Используемые виды микроскопии

Фазовый контраст

Фазово-контрастная микроскопия : замедленное видео деления сперматоцитов погремушки кузнечика . Этот исторический фильм, популяризировавший фазово-контрастную микроскопию, был снят в начале 1940-х годов Куртом Мишелем из компании Carl Zeiss . ^[10]

До появления фазово-контрастного микроскопа наблюдать живые клетки было сложно. Поскольку живые клетки полупрозрачны, их необходимо окрасить , чтобы их можно было увидеть в традиционный световой микроскоп . К сожалению, процесс окрашивания клеток обычно убивает их. С изобретением фазово-контрастной микроскопии стало возможным детально наблюдать неокрашенные живые клетки. После своего появления в 1940-х годах визуализация живых клеток с использованием фазово-контрастной микроскопии быстро стала популярной. ^[11] Фазово-контрастный микроскоп был популяризирован благодаря серии замедленных видеороликов (см. видео), снятых с помощью фотопленочной камеры. ^[12] Его изобретатель, Фриц Цернике , был удостоен Нобелевской премии в 1953 году. ^[13] Другие более поздние методы фазового контраста, используемые для наблюдения неокрашенных клеток, - это модуляция Хоффмана и дифференциально-интерференционная контрастная микроскопия.

флуоресцентный

Покадровая видеофлуоресцентная микроскопия делящегося эмбриона фиолетового морского ежа . ^[14]

Фазово-контрастная микроскопия не позволяет наблюдать специфические белки или другие органические химические соединения, которые образуют сложный механизм клетки.
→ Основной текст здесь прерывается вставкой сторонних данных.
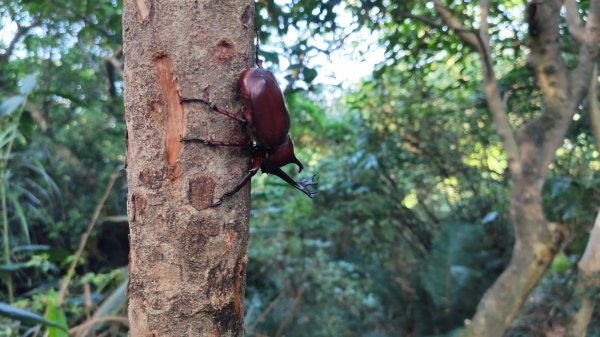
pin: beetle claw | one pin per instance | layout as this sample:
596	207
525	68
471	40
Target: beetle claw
303	186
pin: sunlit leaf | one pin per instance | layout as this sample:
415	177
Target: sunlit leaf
11	104
28	84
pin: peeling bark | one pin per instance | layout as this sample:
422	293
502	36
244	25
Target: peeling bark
187	261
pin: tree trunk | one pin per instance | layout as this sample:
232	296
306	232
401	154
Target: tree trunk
531	149
187	261
587	285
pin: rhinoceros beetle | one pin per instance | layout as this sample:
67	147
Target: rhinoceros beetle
267	122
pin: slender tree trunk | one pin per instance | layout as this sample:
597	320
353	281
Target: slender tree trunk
587	285
530	150
187	261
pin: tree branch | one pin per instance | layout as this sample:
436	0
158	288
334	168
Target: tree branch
588	49
574	20
593	110
21	31
465	34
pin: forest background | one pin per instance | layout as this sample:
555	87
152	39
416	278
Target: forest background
413	220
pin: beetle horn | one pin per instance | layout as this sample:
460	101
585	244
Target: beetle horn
297	162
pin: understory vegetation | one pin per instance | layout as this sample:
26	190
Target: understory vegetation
411	224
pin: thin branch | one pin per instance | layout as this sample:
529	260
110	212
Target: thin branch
574	20
452	22
21	31
588	50
71	271
593	110
480	42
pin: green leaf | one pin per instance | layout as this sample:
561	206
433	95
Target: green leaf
30	248
56	314
113	304
27	317
11	104
12	267
309	74
28	84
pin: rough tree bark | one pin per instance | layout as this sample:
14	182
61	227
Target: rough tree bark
587	285
530	149
187	262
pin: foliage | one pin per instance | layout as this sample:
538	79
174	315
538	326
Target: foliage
410	225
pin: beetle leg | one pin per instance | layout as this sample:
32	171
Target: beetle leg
256	162
301	185
244	142
213	107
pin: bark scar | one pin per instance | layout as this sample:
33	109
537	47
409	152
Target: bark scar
238	300
142	10
175	126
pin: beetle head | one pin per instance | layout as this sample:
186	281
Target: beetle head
282	156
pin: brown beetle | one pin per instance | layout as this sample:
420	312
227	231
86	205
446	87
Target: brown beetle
267	122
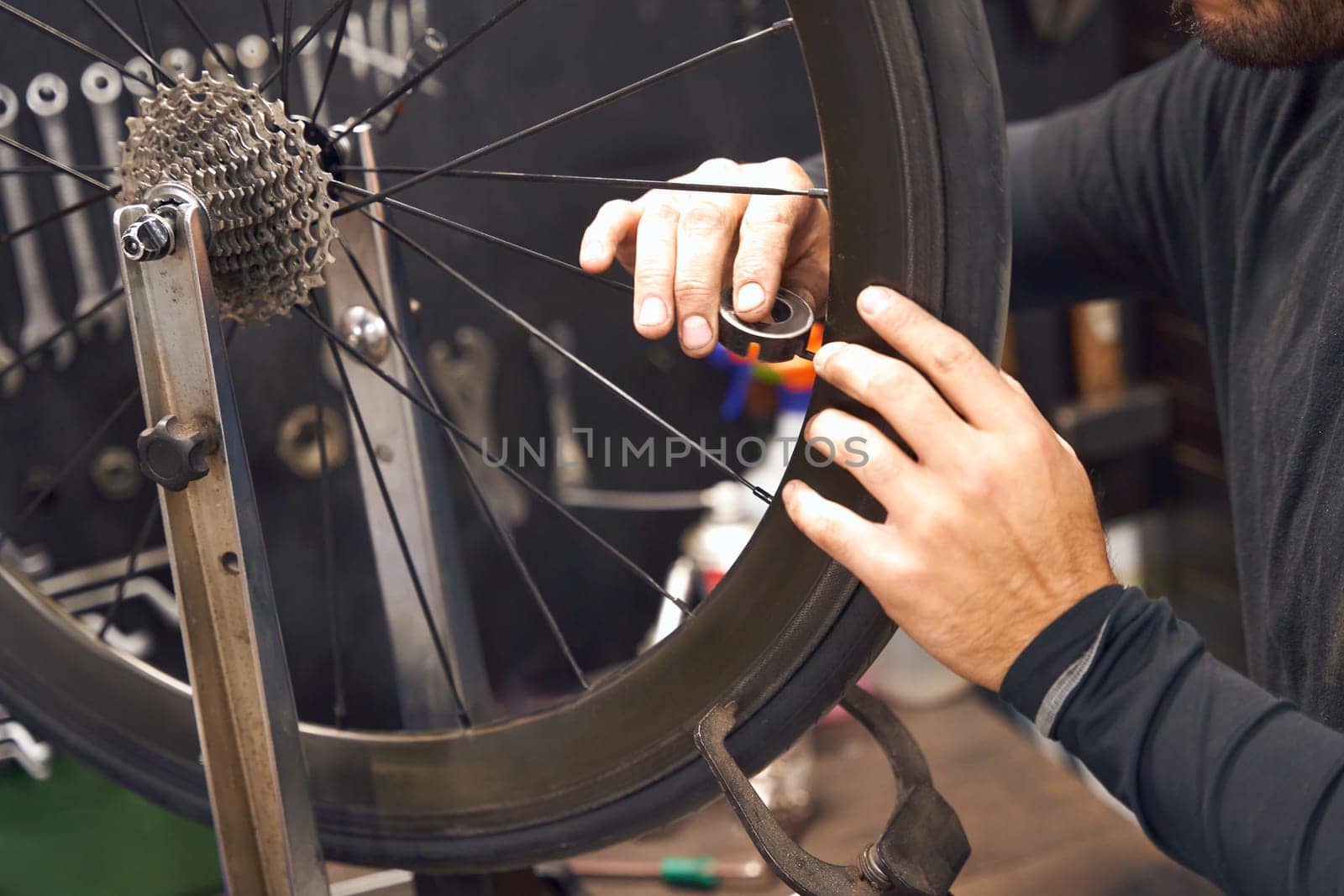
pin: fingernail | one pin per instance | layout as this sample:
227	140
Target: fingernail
824	355
874	300
696	332
652	312
750	297
593	250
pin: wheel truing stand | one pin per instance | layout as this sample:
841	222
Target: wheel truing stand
194	450
921	851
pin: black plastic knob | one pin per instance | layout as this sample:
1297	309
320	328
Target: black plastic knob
148	239
174	454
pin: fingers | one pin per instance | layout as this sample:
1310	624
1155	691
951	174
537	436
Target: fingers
655	270
768	235
837	531
951	362
897	391
705	239
880	466
611	237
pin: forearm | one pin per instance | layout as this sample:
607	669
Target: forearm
1230	781
1047	269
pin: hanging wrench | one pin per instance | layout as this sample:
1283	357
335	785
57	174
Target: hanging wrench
181	62
380	40
141	69
219	62
11	382
39	309
401	27
49	97
253	55
465	380
101	86
571	470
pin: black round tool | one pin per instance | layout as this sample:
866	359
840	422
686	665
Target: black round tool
781	336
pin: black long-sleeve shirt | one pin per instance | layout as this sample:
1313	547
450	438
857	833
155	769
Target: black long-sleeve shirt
1225	190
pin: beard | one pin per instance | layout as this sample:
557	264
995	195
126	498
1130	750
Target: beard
1267	33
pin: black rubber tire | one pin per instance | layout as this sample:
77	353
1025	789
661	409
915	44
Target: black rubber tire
911	123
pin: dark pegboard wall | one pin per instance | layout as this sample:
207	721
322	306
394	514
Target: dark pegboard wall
550	56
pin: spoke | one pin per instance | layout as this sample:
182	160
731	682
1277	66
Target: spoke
573	113
333	60
144	29
44	170
71	42
481	500
53	163
65	328
102	584
270	26
490	238
205	38
613	183
307	39
57	215
286	36
131	42
396	528
329	555
461	436
147	530
418	78
71	466
571	358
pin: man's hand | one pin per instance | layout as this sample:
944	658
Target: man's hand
680	248
991	532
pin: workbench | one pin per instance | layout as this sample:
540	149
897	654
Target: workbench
1035	828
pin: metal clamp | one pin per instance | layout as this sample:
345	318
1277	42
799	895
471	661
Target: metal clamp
779	338
922	849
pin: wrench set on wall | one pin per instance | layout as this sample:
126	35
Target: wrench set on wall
380	47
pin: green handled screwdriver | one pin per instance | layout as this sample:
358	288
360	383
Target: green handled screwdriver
683	872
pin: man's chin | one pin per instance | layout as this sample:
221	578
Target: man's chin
1294	33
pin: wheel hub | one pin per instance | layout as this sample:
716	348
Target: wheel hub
261	181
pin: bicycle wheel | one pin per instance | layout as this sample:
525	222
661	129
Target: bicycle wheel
911	118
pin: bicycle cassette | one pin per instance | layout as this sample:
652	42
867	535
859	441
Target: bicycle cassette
260	181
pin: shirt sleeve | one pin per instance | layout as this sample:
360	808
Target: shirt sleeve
1226	778
1106	194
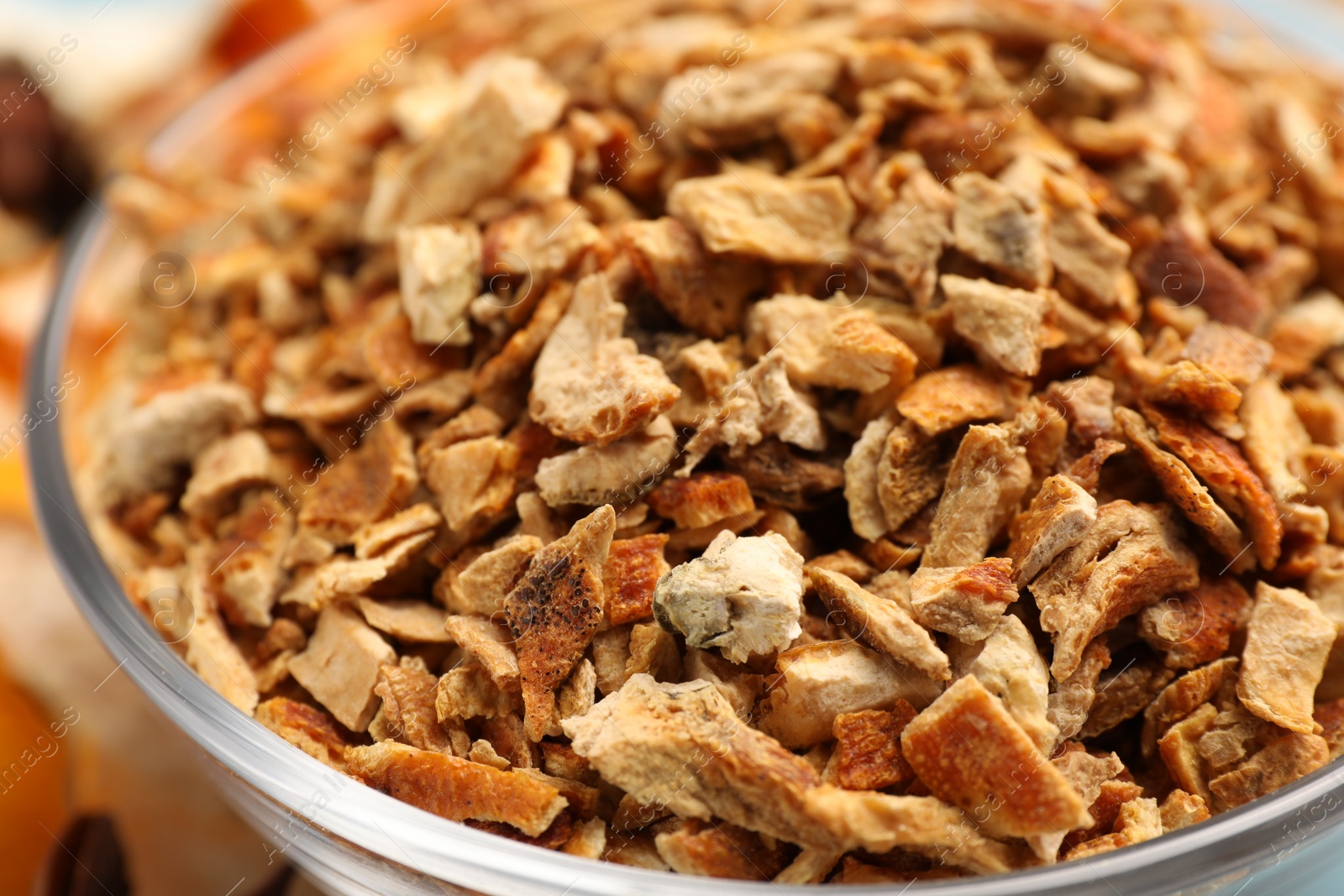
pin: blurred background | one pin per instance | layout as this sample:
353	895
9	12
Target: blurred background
98	794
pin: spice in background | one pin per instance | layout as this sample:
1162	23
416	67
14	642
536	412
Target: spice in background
45	172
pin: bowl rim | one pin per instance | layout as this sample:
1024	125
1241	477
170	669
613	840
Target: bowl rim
1225	846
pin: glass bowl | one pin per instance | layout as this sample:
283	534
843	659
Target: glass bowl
355	840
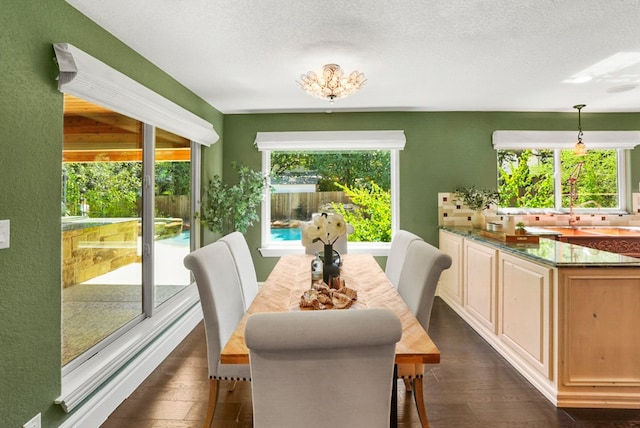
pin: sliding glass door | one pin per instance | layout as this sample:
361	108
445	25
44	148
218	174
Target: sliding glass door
109	240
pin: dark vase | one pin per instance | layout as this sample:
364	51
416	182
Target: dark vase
330	266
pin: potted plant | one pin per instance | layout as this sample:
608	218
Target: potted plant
477	200
227	208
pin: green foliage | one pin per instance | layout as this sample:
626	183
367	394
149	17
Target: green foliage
111	189
526	178
173	178
226	208
477	199
371	216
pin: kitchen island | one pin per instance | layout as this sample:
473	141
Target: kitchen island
567	317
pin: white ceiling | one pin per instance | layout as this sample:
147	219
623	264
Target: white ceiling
418	55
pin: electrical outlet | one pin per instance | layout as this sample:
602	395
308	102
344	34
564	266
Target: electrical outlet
35	422
4	233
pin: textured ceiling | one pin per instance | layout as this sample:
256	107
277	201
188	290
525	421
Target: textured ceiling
418	55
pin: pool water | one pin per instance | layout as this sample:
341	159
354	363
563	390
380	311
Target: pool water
286	234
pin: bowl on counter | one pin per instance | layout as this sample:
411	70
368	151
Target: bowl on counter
494	227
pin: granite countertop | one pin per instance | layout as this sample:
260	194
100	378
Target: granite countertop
551	252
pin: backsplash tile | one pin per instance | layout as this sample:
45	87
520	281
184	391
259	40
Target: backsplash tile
452	213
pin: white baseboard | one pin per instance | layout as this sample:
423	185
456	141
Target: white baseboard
96	409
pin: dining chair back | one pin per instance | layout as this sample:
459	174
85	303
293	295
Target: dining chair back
218	283
419	278
340	244
322	368
421	269
397	253
244	263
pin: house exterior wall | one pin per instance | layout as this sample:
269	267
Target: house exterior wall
444	150
31	131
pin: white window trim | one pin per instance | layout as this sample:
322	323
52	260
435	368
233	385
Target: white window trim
88	78
391	140
521	140
621	141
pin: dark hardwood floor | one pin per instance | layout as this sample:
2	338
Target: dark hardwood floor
472	387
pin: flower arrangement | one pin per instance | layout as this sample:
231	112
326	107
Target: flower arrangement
477	199
326	228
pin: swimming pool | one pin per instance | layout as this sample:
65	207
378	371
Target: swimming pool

Поэтому для маркировки таких соединений были разработаны синтетические и органические флуоресцентные красители , что позволяет наблюдать их с помощью флуоресцентной микроскопии (см. видео). ^[15] Однако флуоресцентные пятна фототоксичны , инвазивны и отбеливают при наблюдении. Это ограничивает их использование при наблюдении живых клеток в течение длительных периодов времени. Поэтому неинвазивные методы фазового контраста часто используются в качестве жизненно важного дополнения к флуоресцентной микроскопии при визуализации живых клеток. ^{[16] [17]} Однако методы флуоресцентной микроскопии с глубоким обучением помогают снизить световую нагрузку и фототоксичность и позволяют даже повторять живые изображения с высоким разрешением. ^[18]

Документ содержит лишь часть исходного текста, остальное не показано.